U.S. Supreme Court Holds Foreclosure Firms Conducting Nonjudicial Foreclosures Are Not Debt Collectors Under the FDCPA
In Obduskey v. McCarthy, the Supreme Court of the United States issued an opinion holding businesses conducting nonjudicial foreclosures are not “debt collectors” under the Fair Debt Collection Practices Act (“FDCPA”). The Supreme Court limited its decision to nonjudicial foreclosures. The Justices ruled 9-0 in the case, with Justice Breyer writing the opinion and Justice Sotomayor concurring.
SUMMARY OF FACTS
In 2007, petitioner Dennis Obduskey (“Obduskey”) purchased a home in Colorado with a $329,940 loan secured by the property. Obduskey defaulted on the loan and in 2014, Wells Fargo Bank, N.A. (“Wells Fargo”), hired a law firm, McCarthy & Holthus, LLP (“McCarthy”), to proceed with a nonjudicial foreclosure. McCarthy mailed Obduskey a letter stating it had been “instructed to commence foreclosure” against the property, disclosed the amount outstanding on the loan, and identified the creditor.
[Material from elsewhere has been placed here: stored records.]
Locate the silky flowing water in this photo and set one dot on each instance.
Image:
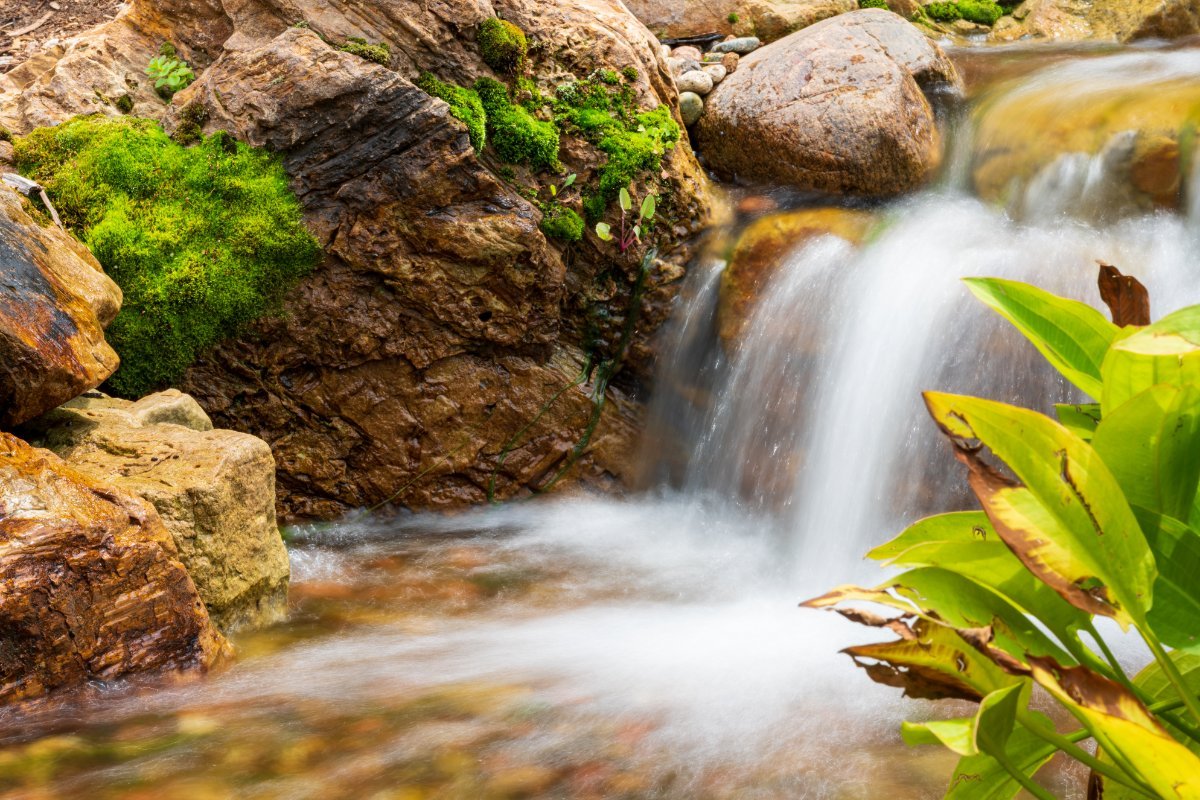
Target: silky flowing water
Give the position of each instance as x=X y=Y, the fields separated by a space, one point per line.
x=651 y=647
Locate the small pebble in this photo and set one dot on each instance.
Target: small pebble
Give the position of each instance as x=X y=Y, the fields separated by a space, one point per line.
x=741 y=46
x=696 y=80
x=717 y=72
x=691 y=106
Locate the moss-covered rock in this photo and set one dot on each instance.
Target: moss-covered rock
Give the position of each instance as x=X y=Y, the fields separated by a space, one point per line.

The letter was sent to Obduskey to provide notice in compliance with both Colorado state law and the FDCPA. Obduskey responded with a letter invoking Section 1692g(b) of the FDCPA, stating that since Obduskey, as a consumer, disputes the amount of a debt, the “debt collector,” this case, McCarthy, must cease collection until it verifies the debt and mails a copy to the debtor.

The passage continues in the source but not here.